The recent news that a European Commission finding supported lower tax rates for Danish online gambling operators than their land counterparts will open up competition for Malta in the licensing jurisdiction stakes, predicts an article in the Malta Times.
However, Danish licensees will be still be paying a 20 percent tax on profits (against the 45 to 71 percent imposed on their land equivalents) the article notes.
The Danes have already opened applications for online gambling licenses, aiming for an effective date early in 2012 following the Commission’s finding that a lower tax rate was justified due to the cross-border and more competitive nature of internet gambling.
The Remote Gambling Association, a trade body that represents the interests of major online gambling operators, many of them in Malta, welcomed the Commission’s findings last week and said there were clear and justifiable reasons for a lower rate for remote operators.

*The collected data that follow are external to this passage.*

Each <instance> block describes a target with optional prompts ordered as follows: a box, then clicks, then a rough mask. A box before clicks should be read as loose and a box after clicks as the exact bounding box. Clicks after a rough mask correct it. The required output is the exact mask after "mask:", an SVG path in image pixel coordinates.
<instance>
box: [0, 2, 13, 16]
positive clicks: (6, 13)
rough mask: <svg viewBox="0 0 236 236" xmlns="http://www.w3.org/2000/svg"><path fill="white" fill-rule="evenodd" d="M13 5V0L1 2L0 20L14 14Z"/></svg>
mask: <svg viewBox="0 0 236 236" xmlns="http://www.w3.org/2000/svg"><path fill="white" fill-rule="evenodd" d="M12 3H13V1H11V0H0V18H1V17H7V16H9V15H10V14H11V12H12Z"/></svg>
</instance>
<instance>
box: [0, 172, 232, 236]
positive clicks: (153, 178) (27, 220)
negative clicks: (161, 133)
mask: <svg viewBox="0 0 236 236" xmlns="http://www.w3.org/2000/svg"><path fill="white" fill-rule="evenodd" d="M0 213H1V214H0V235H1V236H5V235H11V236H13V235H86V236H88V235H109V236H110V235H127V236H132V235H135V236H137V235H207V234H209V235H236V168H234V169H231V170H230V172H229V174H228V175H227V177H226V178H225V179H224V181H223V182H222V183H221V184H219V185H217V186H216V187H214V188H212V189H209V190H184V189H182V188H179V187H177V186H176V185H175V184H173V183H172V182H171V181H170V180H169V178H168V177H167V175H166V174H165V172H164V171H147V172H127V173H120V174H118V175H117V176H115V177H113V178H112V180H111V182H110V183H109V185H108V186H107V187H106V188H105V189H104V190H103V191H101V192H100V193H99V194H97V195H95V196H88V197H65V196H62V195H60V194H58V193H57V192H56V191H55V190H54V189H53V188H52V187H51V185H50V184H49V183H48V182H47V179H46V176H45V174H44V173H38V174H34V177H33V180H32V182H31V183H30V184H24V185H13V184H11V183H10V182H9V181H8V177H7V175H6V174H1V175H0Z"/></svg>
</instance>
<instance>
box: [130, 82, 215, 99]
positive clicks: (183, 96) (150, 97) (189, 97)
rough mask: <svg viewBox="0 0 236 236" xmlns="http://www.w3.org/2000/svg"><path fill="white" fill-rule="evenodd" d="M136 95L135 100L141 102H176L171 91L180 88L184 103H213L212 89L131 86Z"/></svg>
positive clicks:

“In essence, land-based operations compete within physical national boundaries, while online companies are part of a highly competitive international environment, and fiscal policy should be set accordingly,” a spokesman said.
According to a green paper published by the Commission earlier this year in a consultation initiative, by 2008 Malta had attracted more than 500 international companies, making very substantial contributions to state coffers. Contributions from the gambling industry amounted 7.82 percent of Gross Domestic Product in 2008, eleven times higher than the EU’s average of 0.68 percent of GDP.